I use black strap molassas in my final 4 waterings of flower...sweeten's up that vital growth period, while the plant is putting on weight. Sugar is a great grow additive, but the more unprocessed sugars work the best. I grow in soil, but I'm sure one of our hydro buddies will pipe up soon.


----------



## KADE (Feb 7, 2007)

There are types of glucose that are awesome for taste and puttin on pounds... pure blackstrap molasses has all the sugary additives a plant can use...


----------



## MJ20 (Feb 8, 2007)

How much should one mix to be safe in a DWC setup?


----------



## Hick (Feb 8, 2007)

Growers resources....an in depth tutorial right there carribean


----------



## Zarnon (Feb 8, 2007)

Hyrdro use 1 tsp unsulphured blackstrap molasses per gallon during flush.  I agree with using it only at the end.  

Molasses is unrefined sugar which is a combo of glucose and fructose.

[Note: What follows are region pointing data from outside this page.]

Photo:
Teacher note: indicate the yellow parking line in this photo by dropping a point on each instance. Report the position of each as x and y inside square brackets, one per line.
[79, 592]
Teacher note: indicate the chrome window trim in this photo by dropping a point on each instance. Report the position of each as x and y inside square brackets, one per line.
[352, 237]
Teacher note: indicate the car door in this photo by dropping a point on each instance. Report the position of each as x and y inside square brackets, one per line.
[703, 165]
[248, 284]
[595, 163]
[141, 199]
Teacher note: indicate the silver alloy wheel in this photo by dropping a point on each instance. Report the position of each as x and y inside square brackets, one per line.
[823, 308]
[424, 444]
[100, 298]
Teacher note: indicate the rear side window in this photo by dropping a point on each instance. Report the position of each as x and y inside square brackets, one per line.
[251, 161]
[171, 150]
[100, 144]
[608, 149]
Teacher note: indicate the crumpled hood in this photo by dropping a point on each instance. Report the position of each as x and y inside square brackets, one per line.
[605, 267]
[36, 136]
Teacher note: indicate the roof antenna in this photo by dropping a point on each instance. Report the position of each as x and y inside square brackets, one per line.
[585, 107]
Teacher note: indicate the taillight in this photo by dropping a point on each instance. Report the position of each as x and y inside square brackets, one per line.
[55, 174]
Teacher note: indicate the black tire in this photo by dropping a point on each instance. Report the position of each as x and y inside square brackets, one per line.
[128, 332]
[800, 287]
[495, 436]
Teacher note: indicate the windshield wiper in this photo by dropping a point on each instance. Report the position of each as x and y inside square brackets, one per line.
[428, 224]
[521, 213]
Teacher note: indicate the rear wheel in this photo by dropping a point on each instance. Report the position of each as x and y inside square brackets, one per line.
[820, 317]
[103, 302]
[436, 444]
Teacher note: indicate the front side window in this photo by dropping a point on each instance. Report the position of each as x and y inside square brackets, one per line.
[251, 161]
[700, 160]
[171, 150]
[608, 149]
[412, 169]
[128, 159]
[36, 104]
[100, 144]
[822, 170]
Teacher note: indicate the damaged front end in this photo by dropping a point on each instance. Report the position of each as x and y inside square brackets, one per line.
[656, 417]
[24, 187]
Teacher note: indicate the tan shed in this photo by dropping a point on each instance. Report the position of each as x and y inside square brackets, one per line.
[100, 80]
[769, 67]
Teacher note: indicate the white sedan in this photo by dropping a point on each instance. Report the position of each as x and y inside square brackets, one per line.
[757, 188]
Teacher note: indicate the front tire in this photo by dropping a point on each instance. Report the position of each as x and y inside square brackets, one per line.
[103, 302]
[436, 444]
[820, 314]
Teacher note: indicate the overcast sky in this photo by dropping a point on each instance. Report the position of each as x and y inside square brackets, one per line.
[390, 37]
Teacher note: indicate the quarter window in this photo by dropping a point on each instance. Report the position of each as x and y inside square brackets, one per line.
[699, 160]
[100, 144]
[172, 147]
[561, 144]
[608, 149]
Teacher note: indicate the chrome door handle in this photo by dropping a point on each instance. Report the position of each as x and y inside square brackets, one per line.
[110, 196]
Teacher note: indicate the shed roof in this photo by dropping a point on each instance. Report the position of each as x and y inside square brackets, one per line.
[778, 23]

There are other sugars avail but very costly.  Bananamana is one that comes to mind.  Very pricey, 50$ a gallon!


----------



## Elephant Man (Feb 8, 2007)

Molasses = K and traces and sometimes a little N...I use dry soluable in my soil.  Mad activator of my soillife.


----------



## MJ20 (Feb 9, 2007)

Oooo...thanks


----------



## KADE (Feb 9, 2007)

Molasses is HUGE.... molasses... superthrive... and something REALLY overlooked... pineoil... tryin to get some in my area now... but saw a persons grow thas grows exactly like me.. but adde teh pineoil supplement... WOW... smelled like shoepolish but didn't it EVER work...


----------



## Towelie (Feb 12, 2007)

Would molassas clog up a pump in an aeroponics system?


----------